The winner of the competition will be flown to Los Angeles next month to play a special Grammy weekend gig in front of some of the music industry’s biggest bold-faced names. Supporters can expect a frenzied Get Out the Vote! scene today at Urban Cannibals Bodega + Bites, the grocery and eatery Roberts runs with wife and chef Calavino Donati.

Of last week’s less than formal notification that she had clinched the South Atlantic semi-finals, Roberts tells Atlanta magazine: “I didn’t even realize I’d won. I kept sitting there refreshing the page after the timer ran out and didn’t fully understand that I was looking at the finalists’ page until I started reading the words above my video. Then I screamed. My fans really came through for me and stuck with me everyday. Their encouragement definitely helped me through a couple of nights where I didn’t think I could even look at a computer screen, let alone check my standing.”

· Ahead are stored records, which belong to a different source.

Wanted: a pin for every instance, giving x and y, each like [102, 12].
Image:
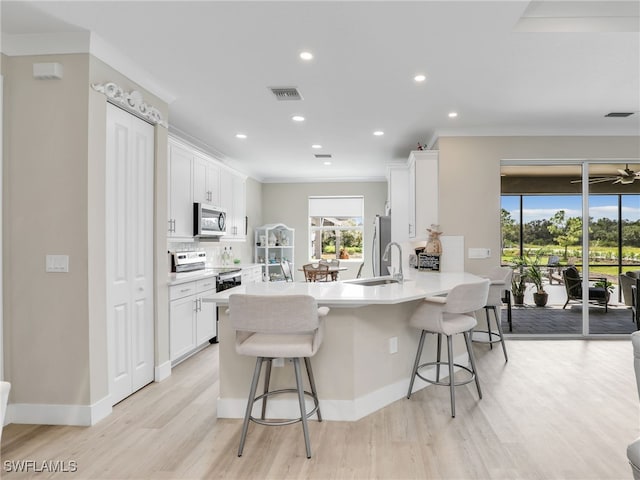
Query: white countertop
[178, 278]
[417, 285]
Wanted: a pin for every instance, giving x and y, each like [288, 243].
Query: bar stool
[500, 278]
[278, 326]
[448, 316]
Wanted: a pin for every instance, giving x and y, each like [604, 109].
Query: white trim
[1, 232]
[162, 371]
[83, 42]
[45, 43]
[47, 414]
[334, 410]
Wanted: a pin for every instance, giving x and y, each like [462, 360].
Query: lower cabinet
[192, 317]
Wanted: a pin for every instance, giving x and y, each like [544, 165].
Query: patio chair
[573, 285]
[626, 280]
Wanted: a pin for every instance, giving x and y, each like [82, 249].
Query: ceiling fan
[624, 177]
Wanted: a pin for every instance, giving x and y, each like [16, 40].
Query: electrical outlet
[393, 345]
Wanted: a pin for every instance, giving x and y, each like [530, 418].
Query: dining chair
[449, 316]
[285, 265]
[317, 272]
[278, 326]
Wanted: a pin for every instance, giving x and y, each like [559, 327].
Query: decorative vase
[540, 299]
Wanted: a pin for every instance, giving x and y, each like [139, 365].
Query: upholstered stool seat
[449, 316]
[278, 326]
[500, 278]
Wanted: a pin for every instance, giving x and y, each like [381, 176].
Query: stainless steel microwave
[208, 221]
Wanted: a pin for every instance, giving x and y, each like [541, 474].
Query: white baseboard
[46, 414]
[162, 371]
[336, 410]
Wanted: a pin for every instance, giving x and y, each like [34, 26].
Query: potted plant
[540, 296]
[518, 287]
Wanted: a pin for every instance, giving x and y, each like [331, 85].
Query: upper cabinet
[413, 195]
[206, 181]
[196, 178]
[180, 223]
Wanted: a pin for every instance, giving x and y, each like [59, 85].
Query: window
[335, 227]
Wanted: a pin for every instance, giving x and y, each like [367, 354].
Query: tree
[510, 231]
[566, 231]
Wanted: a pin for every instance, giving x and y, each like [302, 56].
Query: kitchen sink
[374, 282]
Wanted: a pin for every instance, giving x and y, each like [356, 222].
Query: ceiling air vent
[286, 93]
[619, 114]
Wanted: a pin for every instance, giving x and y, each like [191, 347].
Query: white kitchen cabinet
[182, 318]
[274, 243]
[206, 181]
[180, 192]
[192, 317]
[413, 196]
[195, 177]
[251, 274]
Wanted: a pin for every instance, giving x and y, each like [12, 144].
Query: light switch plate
[57, 264]
[479, 253]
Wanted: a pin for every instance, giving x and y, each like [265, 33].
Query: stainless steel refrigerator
[381, 238]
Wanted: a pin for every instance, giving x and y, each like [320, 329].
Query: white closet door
[129, 244]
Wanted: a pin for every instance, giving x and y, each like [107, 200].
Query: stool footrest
[489, 337]
[274, 423]
[436, 382]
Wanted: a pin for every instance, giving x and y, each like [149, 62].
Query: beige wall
[288, 203]
[470, 203]
[53, 203]
[45, 212]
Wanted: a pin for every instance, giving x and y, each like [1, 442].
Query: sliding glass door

I asked Roberts why this particular gig is important to her. She explained a milestone birthday in 2012 put her in a reflective mood. “I turned 40 last year and like a lot of people, I started looking through my stuff and having a good laugh at my expense,” says Roberts. “I found a recording of my first paid show labeled, March 5, 1993, Last Drop Coffeehouse in Philadelphia. This year is my official 20-year anniversary of being a real musician, which means I have been doing this — the thing I love most — exactly half my life. For something like a Grammy contest win to come along at this point is beyond description.”

If Roberts’ fan base scores her a win, it would mean a long overdue reunion on the left coast with her fellow former Eddie’s Attic regulars John Mayer and Sugarland‘s Jennifer Nettles and Kristian Bush, artists who were coming up on the Atlanta acoustic scene along with her in the 1990s.

After a successful slot on a 1999 Lilith Fair national tour, Roberts briefly flirted with signing to a record label but balked when music execs suggested she keep mum on being a lesbian. Instead, Roberts bought a copy of “Everything You Need to Know About the Music Business” by Donald Passman and started her own indie artist record label.

Recalls Roberts: “I was free to do whatever I wanted and I had the opportunity to be myself while doing what I love. That outweighed anything anyone ever offered me up until that point.”

One thing’s for certain — if Roberts scores the Grammys gig this week, it can only mean positive things for the current state of the music industry. For instance, she might single-handedly inspire Beyonce to go natural, sing live and occasionally consume a delicious, buttery biscuit.